Paul echoes Jesus’ words throughout the book of Acts when he summarizes the heart of his message. In Acts 20, he said that he not only preached the whole counsel of God but also testified of “repentance toward God and of faith in our Lord Jesus Christ” (v. 21). When he stood before Agrippa in Acts 26, he summarized his message as declaring that all should “repent and turn to God” (v. 20). It is because of this fundamental character of the message that Paul describes faithful teaching in 2 Timothy 4:2 as consisting of reproof, rebuke, and exhortation. The faithful gospel teacher is necessarily calling people out of their sin, and calling them to press on in repentance, faith, and new obedience. Such a calling is hard—dare I say, impossible—to obey apart from the miraculous intervention by the Holy Spirit. By nature, people simply will not heed such teaching, and not only will they oppose it personally, but they will set up systems of opposition against it. As Paul says in 2 Timothy 4:3–4 (right after his call for complete patience), “People will not endure sound teaching, but having itching ears they will accumulate for themselves teachers to suit their own passions, and will turn away from listening to the truth and wander off into myths.” If faithful gospel teaching simply called people to affirm what they already believed and to keep doing what they were already doing, it would not require patience. But because the gospel is a confrontational message that calls all people out of their sin through repentance and faith in Christ, it calls for nothing less than “complete patience.”

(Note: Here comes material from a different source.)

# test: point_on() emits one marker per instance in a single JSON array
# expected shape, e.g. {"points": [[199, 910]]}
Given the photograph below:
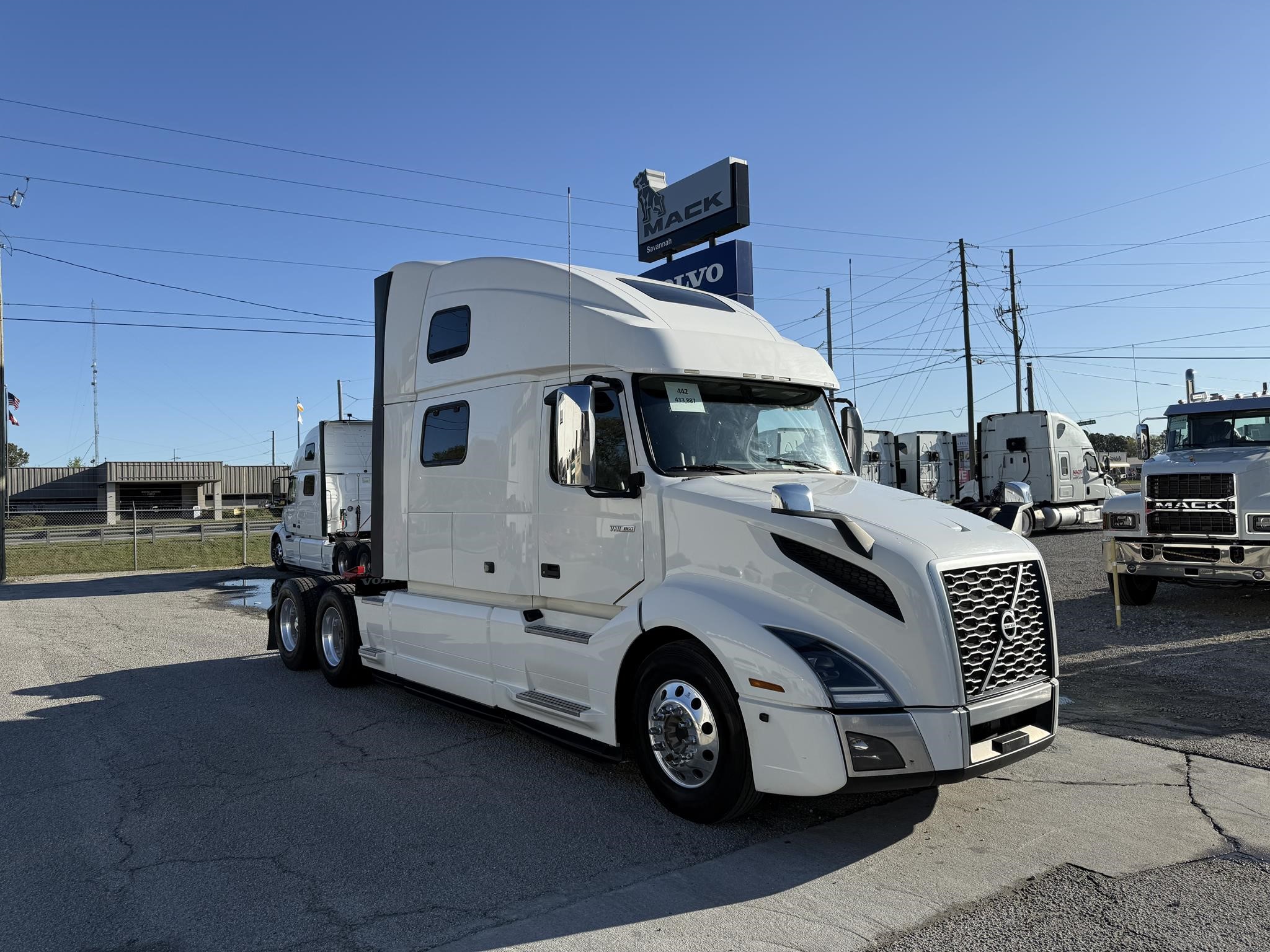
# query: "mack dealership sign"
{"points": [[726, 270], [703, 206]]}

Finally, we consider the fruit that God has promised to gospel preachers and teachers as the result of their “complete patience.” Because of the broad scope of the message and the specific heart of the message, faithful biblical teaching will inevitably be misunderstood, opposed, and rejected by many. Yet the gospel preacher/teacher is to engage not in “complete resignation” but in “complete patience,” for God has promised that through the consistent, faithful, and patient preaching and teaching of the gospel, He will do a mighty work of salvation in the preacher and his hearers. Paul says in 1 Timothy 4 that Timothy should consistently practice the public reading of Scripture, teaching, and exhortation, immersing himself in these things so that all may see his progress (vv. 13, 15). He is to keep a close watch on himself and the teaching, persisting in this, “for by so doing [he] will save both [himself] and [his] hearers” (v. 16). What a promise. This faithful teaching, though it takes a great deal of labor and is opposed and rejected by many, is the very means that God uses to bring about the salvation of His people. The preacher is not to engage in “complete resignation,” as if he had a hard task that would amount to nothing yet he must do it anyway. No, he is to teach with “complete patience,” knowing that such labors will most certainly lead to the full and complete salvation of all of God’s people. This, then, is the call of the gospel preacher and teacher: patiently teaching Christ in all of Scripture, calling all to repentance and faith in the face of great opposition, unto the ultimate and sure salvation of all of God’s people.